光り輝いて、一気に白くなっていく人達を見て、スワット隊員が何事かと目を見開いている。


「よし! 連れて行こう!」


 と、その時だった。


 バシン! と館内の電気が落ちて、赤いランプが点滅し始めた。キュイキュイキュイ! とけたたましく、サイレンが鳴り始めタダならぬ雰囲気になる。


「こ、これは」


 スワット隊員に俺が答えた。


「ここまでだ……残念だが、この人らを連れて地上に出よう。急いでここを離れるんだ」


「なぜだ?」


 それにはタケルが答える。


「爆弾だよ。恐らく、証拠隠滅の為に施設を爆破するんだ」


「そんな!」


「今までも同じような事があったから間違いねえ。退避させろ」


「わかった!」


 そして俺達は来た道を戻る。すると分かれ道になっている向こうから、試験体の気配がしてきた。


「タケル。先に行け」


「あいよ」


 そして俺が、試験体のいる方向へ向かう。


 だが……そこは、培養槽の並ぶ施設だった。そして培養槽の中には、試験体に生まれ変わろうとしているゾンビ達が蠢いていた。

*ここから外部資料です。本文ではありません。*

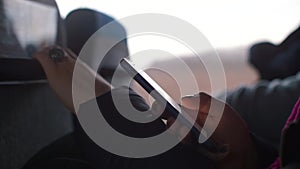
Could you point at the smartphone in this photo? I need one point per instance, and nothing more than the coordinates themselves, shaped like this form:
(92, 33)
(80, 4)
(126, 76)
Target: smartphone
(146, 82)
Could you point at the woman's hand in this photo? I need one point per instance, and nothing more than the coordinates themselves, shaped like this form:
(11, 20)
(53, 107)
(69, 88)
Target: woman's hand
(60, 74)
(231, 131)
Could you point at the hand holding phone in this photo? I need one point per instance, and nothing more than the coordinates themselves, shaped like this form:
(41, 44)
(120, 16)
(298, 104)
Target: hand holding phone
(170, 105)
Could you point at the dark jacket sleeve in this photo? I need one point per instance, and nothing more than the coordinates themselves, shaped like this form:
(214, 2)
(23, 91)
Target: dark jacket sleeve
(266, 154)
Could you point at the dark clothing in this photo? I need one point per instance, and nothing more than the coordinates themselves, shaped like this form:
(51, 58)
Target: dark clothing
(77, 148)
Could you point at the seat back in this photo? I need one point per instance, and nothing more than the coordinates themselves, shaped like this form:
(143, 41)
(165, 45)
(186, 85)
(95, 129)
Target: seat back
(31, 115)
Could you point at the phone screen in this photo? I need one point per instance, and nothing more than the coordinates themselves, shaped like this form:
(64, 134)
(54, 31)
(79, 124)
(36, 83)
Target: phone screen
(143, 79)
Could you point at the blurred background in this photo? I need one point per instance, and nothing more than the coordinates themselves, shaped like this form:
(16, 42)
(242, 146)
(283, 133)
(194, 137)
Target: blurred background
(231, 26)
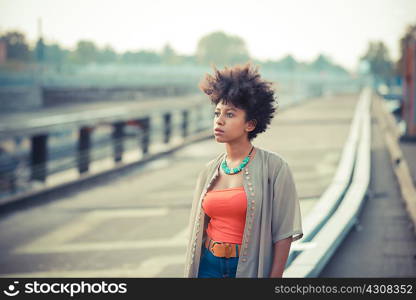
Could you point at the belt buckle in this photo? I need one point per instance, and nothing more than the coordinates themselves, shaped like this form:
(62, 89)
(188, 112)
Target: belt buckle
(227, 250)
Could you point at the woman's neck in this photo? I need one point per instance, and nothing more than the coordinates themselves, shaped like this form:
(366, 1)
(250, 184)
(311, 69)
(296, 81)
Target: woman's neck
(237, 152)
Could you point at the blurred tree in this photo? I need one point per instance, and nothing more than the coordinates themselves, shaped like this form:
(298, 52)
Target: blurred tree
(410, 31)
(85, 52)
(221, 49)
(40, 50)
(169, 55)
(17, 48)
(381, 66)
(321, 63)
(106, 55)
(288, 63)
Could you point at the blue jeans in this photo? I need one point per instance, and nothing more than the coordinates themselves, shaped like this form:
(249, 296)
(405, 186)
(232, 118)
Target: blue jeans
(211, 266)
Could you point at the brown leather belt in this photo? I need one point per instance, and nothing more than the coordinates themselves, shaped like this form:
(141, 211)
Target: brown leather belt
(221, 249)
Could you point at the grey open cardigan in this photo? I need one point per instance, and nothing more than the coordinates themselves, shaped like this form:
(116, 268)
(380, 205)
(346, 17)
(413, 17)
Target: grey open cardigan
(273, 213)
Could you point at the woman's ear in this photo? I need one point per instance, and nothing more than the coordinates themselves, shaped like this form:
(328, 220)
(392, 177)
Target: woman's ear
(251, 125)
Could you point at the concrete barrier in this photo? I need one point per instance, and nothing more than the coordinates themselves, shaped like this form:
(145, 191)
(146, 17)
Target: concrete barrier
(337, 210)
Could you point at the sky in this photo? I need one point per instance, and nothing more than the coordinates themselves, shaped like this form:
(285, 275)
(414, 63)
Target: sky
(272, 29)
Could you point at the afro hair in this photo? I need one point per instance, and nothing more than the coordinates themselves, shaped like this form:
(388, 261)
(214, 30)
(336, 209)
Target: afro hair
(243, 86)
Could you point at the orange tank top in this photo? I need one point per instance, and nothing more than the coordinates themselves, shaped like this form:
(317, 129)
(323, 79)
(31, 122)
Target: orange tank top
(227, 209)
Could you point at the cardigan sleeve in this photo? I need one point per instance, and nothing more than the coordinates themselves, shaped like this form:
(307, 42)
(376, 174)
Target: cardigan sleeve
(196, 194)
(286, 214)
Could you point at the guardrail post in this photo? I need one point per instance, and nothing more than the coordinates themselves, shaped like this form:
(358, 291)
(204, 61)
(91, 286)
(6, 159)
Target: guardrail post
(118, 140)
(184, 124)
(167, 120)
(84, 144)
(39, 154)
(144, 124)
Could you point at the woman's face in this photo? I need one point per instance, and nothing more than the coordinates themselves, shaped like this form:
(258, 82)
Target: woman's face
(231, 120)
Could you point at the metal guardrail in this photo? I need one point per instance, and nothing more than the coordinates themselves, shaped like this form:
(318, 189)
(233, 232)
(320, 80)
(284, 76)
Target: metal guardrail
(337, 210)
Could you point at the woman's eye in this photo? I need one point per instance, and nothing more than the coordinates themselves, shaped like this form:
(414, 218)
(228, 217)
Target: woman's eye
(229, 114)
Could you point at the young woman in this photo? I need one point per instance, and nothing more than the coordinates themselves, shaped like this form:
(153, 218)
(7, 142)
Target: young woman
(245, 212)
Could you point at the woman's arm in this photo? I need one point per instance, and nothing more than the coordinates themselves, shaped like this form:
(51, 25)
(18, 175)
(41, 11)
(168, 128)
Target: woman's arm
(281, 253)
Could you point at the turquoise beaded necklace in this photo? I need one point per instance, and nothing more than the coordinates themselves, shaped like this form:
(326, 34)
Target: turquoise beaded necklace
(228, 171)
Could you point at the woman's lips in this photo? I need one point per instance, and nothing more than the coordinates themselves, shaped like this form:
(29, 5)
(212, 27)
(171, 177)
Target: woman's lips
(218, 132)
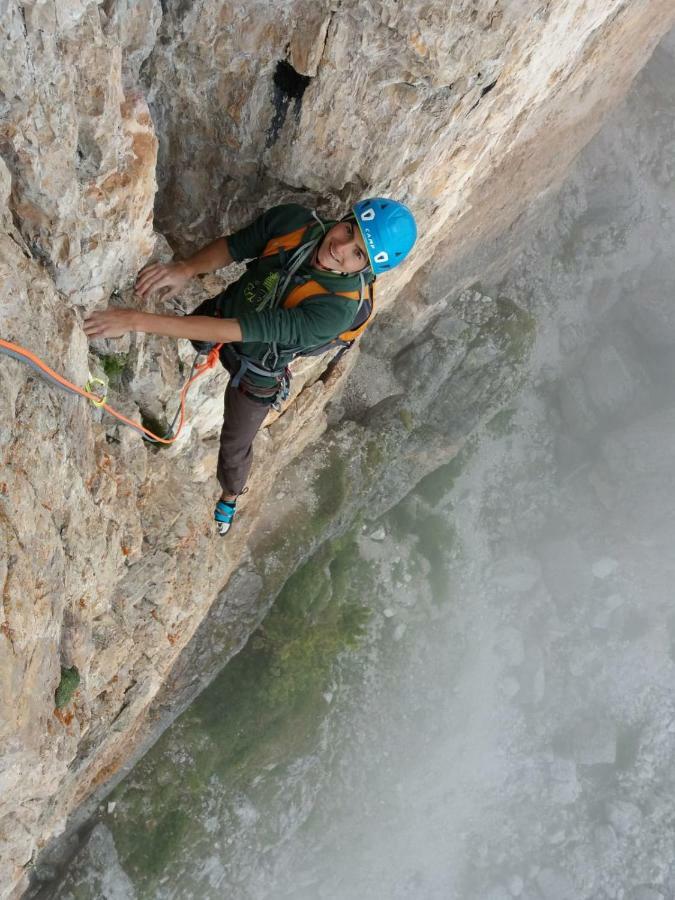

 俺はそこで、ゾンビ因子除去の魔法を発動する。すると培養液の中で蠢いていた大量の試験体のなりたてが、次々に動きを止めていくのだった。


「許せ」


 そして俺はすぐにタケル達を追いかけ、地上へと向かって行った。生き残った治験者たちは、スワットに肩を貸されおぶさりながら連れていかれる。


「こっちだ!」


 タケルが先を行き、俺が殿を務める。唐突に、ドゴン! と、横の壁を突き破って、筋肉がつぎはぎされたような三メートルくらいある試験体が出て来た。


「ちっ」

 

 スワットが横から急襲され、俺は縮地で試験体に飛び蹴りをくらわす。ボゴン! と試験体が壁にめり込むが、体からうねうねと触手が伸び、それがスワット達を襲い始めた。


 ジャキン!


 そのこと如くを屍人斬で切り落とす。


「また、バケモンだ!」


 そこで俺が言う。


「元は人間だった物だ」


「なんてことだ……」


 ズッズズズズズ!

 

 しかし、そいつはどんどん膨らみ始めていた。どうやら増殖型の奴らしい。


 ガガガガガガガガ!


 スワットが撃ち始めるが、俺はそれを止めさせて言う。


「弾の無駄だ! 早く先に行け!」


 俺の言葉に、ひとり、またひとりとスワット達がタケルについて出て行った。


「蘇生斬!」


 試験体の細胞のひとつひとつが、ゾンビ因子から解放されていく。元よりゾンビ因子で動かされていた試験体は、縮み始めて小さくなりその動きを止めた。


 それから俺は、地上に出てスワットの部隊と合流する。警察たちもたくさんおり、治験者たちが次々と救出されて行った。


 するとスワットの隊長が俺達に言う。


「あんたらに話が聞きたい、一緒に来てもらおうか!」


 それにタケルが答えた。


「わりいけど、早く動画配信したいんだ」


「そんな訳には行かん。あんたらに対しての捜査が必要だ。目だし帽を取って顔を見せろ」


 なるほど。俺達もやはり捕らえられるという訳だ。だがその時、ズズズズと地鳴りがし始めた。


 俺が大きな声で言う。


「爆発する! 急いで離脱しろ! 出来るだけここから離れるんだ!」


「わ、わかった!」


 スワットが次々に指示を出して、警官たちも一斉に敷地から出て行った。そして俺とタケルはどさくさに紛れ、敷地から飛び出し荒野の暗闇へと身を隠す。バイクに向かって真っすぐに走っていくと、警察車両やスワットのランプが次々に飛び出していくのが見える。


「よし」


 その時だった。


 ドン! ドン! ドン!


 研究所のあちこちから火柱が上がり、それを尻目に黒塗りのヘリコプターが飛び立った。


「逃がさん」


 俺は、ファーマー社のヘリコプターに向かって剣技を繰り出した。


「閃光孔鱗突! 三連」


 そして次々にヘリコプターが落ちて、爆発していく。


「これで、研究物資は持ち出せまい」


「俺達も捕まる前に行こうぜ」


「ああ」


 そのとたんに、ドゴォオオオオオ! と研究所が大きな炎に包まれ、大きな火柱があがる。


「スワットは逃げられただろうか?」


「既に気配はない。大丈夫だ」


「ファーマー社は、また爆発事故で片付けるつもりなんだな」


「だが、今回は目撃者がいるぞタケル」


「ああ。集団で証言するだろ」


「そう願う」


 そして俺達はバイクに辿り着き、ライトをつけずに暗い荒野を走り始めるのだった。